Os itens que devem ser verificados com prioridade são:
- Inteiro teor do acórdão do CNJ — para confirmar os fundamentos jurídicos, quórum e votos dos conselheiros;
- Decisão disciplinar do TJPB que originou a aposentadoria — para cotejar fatos narrados e provas consideradas;
- Peças do processo administrativo disciplinar (PAD), como depoimentos, perícias e eventuais provas documentais ou eletrônicas;
- Manifestações oficiais da defesa do juiz, do Ministério Público, da OAB e de órgãos de controle;
- Matérias e checagens de veículos independentes para identificar divergências de versão.

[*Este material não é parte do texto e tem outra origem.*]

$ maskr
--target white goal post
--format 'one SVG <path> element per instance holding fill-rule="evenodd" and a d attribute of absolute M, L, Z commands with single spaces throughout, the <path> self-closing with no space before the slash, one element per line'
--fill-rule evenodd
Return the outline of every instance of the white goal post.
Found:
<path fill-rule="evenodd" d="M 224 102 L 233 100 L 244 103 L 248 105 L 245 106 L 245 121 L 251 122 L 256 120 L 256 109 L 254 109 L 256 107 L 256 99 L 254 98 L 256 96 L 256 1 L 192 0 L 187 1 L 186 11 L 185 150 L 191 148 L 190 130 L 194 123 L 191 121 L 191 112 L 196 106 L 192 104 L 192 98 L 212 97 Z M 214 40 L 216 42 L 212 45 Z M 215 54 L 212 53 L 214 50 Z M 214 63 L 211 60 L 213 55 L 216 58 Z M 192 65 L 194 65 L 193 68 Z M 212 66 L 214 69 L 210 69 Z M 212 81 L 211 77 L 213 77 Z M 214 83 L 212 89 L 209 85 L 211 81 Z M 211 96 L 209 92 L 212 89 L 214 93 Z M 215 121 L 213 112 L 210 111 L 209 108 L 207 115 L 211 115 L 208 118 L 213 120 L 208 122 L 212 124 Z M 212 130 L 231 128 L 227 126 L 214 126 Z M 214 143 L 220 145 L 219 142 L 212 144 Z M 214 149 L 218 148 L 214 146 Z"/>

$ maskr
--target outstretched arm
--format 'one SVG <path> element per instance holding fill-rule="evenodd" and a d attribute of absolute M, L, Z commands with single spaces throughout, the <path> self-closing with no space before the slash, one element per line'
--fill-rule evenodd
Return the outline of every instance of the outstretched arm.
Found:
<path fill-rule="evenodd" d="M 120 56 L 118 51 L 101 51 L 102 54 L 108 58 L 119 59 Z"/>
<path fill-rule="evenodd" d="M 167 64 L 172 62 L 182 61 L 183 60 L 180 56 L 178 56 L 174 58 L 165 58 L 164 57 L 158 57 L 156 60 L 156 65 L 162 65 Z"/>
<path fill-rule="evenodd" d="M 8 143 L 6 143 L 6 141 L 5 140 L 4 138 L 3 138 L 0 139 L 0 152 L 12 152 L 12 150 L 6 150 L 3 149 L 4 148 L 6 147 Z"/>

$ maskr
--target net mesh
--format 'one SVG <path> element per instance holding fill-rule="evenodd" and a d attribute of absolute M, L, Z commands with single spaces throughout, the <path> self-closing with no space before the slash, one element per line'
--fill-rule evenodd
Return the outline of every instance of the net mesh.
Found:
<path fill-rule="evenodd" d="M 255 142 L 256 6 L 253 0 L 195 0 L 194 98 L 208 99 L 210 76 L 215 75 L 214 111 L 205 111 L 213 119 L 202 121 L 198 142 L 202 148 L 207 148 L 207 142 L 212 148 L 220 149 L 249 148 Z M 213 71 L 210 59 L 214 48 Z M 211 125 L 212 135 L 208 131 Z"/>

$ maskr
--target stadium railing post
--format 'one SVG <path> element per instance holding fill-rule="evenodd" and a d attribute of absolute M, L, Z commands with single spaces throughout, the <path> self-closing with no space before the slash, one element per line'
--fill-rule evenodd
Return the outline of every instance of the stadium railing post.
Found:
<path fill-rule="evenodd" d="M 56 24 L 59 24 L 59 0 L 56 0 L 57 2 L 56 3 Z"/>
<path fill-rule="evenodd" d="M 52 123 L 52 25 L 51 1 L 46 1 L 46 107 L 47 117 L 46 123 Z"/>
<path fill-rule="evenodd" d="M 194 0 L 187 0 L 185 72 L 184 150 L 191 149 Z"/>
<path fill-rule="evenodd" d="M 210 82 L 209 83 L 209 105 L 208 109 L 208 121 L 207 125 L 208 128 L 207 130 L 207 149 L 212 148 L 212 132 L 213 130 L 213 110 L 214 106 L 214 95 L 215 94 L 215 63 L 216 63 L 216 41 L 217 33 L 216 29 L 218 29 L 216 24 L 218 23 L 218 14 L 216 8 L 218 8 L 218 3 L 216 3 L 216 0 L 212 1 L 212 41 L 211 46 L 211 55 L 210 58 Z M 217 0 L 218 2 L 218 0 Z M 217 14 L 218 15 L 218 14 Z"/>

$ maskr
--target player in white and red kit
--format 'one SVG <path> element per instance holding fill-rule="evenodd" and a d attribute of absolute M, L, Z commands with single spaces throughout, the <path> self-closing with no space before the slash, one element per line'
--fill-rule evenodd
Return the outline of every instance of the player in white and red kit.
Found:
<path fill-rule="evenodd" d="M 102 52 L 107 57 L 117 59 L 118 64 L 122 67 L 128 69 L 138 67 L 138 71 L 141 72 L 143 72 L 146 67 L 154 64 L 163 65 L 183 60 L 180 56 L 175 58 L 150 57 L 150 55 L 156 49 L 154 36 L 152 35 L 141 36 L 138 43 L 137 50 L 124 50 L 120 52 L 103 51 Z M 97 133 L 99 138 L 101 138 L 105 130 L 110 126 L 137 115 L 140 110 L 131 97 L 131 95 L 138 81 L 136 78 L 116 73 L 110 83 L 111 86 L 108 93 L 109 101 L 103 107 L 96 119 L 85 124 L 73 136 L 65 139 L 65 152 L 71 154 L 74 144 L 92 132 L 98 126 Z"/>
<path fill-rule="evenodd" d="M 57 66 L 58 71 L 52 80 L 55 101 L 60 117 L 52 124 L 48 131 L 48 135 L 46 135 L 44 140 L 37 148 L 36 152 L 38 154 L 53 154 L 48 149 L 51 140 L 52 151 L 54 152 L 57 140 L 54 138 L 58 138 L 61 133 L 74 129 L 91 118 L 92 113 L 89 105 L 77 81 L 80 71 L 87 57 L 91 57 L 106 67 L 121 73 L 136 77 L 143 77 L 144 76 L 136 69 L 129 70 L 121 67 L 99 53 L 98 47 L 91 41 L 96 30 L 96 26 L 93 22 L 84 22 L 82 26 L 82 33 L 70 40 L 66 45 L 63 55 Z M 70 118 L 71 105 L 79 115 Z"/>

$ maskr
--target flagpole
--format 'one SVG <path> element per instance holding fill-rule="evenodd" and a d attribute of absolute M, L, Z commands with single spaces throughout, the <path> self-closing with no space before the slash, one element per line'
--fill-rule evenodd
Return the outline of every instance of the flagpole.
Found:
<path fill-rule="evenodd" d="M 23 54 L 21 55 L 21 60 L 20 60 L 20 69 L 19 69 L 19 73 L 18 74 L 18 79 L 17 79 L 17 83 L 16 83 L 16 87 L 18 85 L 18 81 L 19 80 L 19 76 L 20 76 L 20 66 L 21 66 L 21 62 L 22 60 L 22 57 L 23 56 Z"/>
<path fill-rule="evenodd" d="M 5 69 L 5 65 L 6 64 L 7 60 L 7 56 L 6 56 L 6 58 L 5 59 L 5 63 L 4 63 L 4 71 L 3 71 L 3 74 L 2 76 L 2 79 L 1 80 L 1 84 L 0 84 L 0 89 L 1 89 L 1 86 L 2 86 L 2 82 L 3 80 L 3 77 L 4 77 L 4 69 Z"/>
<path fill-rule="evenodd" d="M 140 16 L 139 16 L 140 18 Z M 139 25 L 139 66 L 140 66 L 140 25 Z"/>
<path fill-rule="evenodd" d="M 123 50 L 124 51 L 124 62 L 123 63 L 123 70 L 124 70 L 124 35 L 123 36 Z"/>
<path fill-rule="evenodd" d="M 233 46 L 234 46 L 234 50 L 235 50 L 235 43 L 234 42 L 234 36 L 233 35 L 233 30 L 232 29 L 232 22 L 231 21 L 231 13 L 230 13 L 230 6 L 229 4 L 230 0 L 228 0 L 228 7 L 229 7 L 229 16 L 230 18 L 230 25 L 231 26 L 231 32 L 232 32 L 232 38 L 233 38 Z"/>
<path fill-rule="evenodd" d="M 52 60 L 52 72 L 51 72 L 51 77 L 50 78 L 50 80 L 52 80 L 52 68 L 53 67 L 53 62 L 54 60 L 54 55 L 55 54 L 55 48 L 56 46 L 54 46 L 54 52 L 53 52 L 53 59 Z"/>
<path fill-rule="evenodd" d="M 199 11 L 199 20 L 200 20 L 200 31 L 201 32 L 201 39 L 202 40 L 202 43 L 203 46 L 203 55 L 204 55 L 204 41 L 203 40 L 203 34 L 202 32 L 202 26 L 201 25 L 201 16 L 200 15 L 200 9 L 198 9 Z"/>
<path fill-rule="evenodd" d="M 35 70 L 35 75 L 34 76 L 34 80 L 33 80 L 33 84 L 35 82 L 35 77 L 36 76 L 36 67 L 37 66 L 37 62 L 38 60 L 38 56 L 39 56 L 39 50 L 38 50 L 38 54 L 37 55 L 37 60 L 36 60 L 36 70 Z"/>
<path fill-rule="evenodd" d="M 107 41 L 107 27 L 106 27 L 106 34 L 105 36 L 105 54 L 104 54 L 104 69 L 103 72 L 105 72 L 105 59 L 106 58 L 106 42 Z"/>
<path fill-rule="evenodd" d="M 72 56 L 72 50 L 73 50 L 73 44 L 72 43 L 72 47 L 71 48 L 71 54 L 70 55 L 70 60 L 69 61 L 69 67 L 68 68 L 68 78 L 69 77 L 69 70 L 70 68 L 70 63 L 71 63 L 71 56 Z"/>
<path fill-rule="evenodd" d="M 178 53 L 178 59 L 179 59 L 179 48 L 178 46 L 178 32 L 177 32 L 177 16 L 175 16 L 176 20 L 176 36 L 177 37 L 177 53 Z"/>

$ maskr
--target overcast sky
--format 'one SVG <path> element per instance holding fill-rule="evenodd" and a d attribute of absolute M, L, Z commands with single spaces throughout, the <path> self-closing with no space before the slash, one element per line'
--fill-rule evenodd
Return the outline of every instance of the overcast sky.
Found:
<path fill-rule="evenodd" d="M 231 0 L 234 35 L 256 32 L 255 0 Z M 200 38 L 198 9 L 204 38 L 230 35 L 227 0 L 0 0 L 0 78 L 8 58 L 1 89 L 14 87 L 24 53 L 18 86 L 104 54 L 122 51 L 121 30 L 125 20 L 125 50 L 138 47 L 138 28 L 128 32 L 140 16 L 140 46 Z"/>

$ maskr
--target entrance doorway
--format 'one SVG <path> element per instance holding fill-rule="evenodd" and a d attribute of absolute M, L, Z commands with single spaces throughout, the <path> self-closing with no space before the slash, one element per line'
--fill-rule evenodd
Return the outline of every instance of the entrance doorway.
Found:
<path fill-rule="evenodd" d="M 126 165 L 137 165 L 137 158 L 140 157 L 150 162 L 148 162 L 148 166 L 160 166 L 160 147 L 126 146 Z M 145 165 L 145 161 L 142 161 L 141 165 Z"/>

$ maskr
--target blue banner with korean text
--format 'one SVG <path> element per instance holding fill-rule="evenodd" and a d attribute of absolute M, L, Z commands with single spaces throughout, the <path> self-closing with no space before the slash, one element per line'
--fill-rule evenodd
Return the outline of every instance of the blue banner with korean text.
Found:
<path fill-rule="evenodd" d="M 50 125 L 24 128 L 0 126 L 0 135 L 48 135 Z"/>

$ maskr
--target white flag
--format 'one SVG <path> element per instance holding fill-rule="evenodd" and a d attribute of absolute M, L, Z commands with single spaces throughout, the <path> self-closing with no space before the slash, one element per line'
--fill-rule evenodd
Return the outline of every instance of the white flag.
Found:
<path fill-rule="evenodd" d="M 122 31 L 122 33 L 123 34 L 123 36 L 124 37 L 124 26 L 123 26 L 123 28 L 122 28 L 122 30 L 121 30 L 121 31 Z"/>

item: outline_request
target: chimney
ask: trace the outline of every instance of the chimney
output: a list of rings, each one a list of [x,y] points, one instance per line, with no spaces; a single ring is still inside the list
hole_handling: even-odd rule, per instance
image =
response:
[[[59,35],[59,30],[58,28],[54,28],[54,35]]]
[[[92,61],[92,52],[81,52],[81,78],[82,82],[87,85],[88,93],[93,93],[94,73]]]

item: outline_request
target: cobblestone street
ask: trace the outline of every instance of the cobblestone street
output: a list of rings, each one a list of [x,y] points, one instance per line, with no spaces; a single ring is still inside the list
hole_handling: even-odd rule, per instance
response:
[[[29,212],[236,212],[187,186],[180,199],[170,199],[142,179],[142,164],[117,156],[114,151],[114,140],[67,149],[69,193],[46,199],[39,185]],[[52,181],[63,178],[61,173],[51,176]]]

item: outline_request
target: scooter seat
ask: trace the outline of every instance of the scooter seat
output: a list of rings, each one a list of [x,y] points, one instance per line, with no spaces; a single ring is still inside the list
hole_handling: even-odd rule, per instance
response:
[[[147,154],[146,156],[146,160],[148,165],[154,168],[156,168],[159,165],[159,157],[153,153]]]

Procedimento de verificação adotado
Para cada um dos pontos acima, a apuração seguirá um roteiro padronizado:
- Solicitar e analisar o inteiro teor do acórdão do CNJ e a decisão do TJPB;
- Registrar, sempre que possível, a data de publicação de decisões e eventuais votos em separado;
- Obter notas oficiais das partes envolvidas — defesa, TJPB, CNJ, e órgãos como o Ministério Público e a OAB;
- Confrontar versões contraditórias apresentadas por fontes diferentes e indicar claramente as divergências na matéria;
- Preservar a linguagem jornalística própria, evitando trechos idênticos a documentos ou reportagens alheias.
Reivindicações da defesa e postura do CNJ
A defesa do juiz Antônio Eugênio informou, em nota pública, que pretende questionar o teor da decisão e argumenta que houve preconceito na fase de análise. Alegações de homofobia, quando apresentadas, devem ser apuradas com rigor e demonstradas por provas documentais ou testemunhais.
Por outro lado, o CNJ e o TJPB, em comunicados institucionais, costumam fundamentar medidas disciplinares com base em normas internas e no Estatuto da Magistratura. Somente o acesso ao acórdão e aos autos permitirá confrontar de forma precisa as alegações da defesa com os elementos que fundamentaram a aposentadoria.
Repercussão e desdobramentos possíveis
Especialistas ouvidos preliminarmente destacam que a manutenção da aposentadoria pelo CNJ pode encerrar a via administrativa, mas não necessariamente todos os desdobramentos judiciais. Cabem recursos e outras medidas, dependendo do teor das decisões e das provas produzidas.
Além disso, a alegação de discriminação ou homofobia, se comprovada, pode ensejar responsabilização cível ou ações de reparação moral, além de impactar avaliações internas sobre procedimentos disciplinares em tribunais.
Próximos passos da apuração
A redação do Noticioso360 solicita autorização para acessar bases públicas e contatar as partes. Confirmada a permissão, serão pedidos o inteiro teor dos acórdãos e documentos do PAD, além de entrevistas com a defesa, representantes do TJPB e do CNJ, e, quando aplicável, com membros do Ministério Público.
Com isso, será produzida uma versão da matéria com citações diretas, links, datas das publicações consultadas e a curadoria comparativa exigida pelo padrão editorial.
Fontes
- Conselho Nacional de Justiça (CNJ) — 2026-03-05
- Tribunal de Justiça da Paraíba (TJPB) — 2026-02-20
- Agência Brasil — 2026-03-04
- Reuters — 2026-03-05
Conteúdo verificado e editado pela Redação do Noticioso360, com base em fontes jornalísticas verificadas.
Analistas apontam que o desfecho pode influenciar debates sobre disciplina e transparência na magistratura nos próximos meses.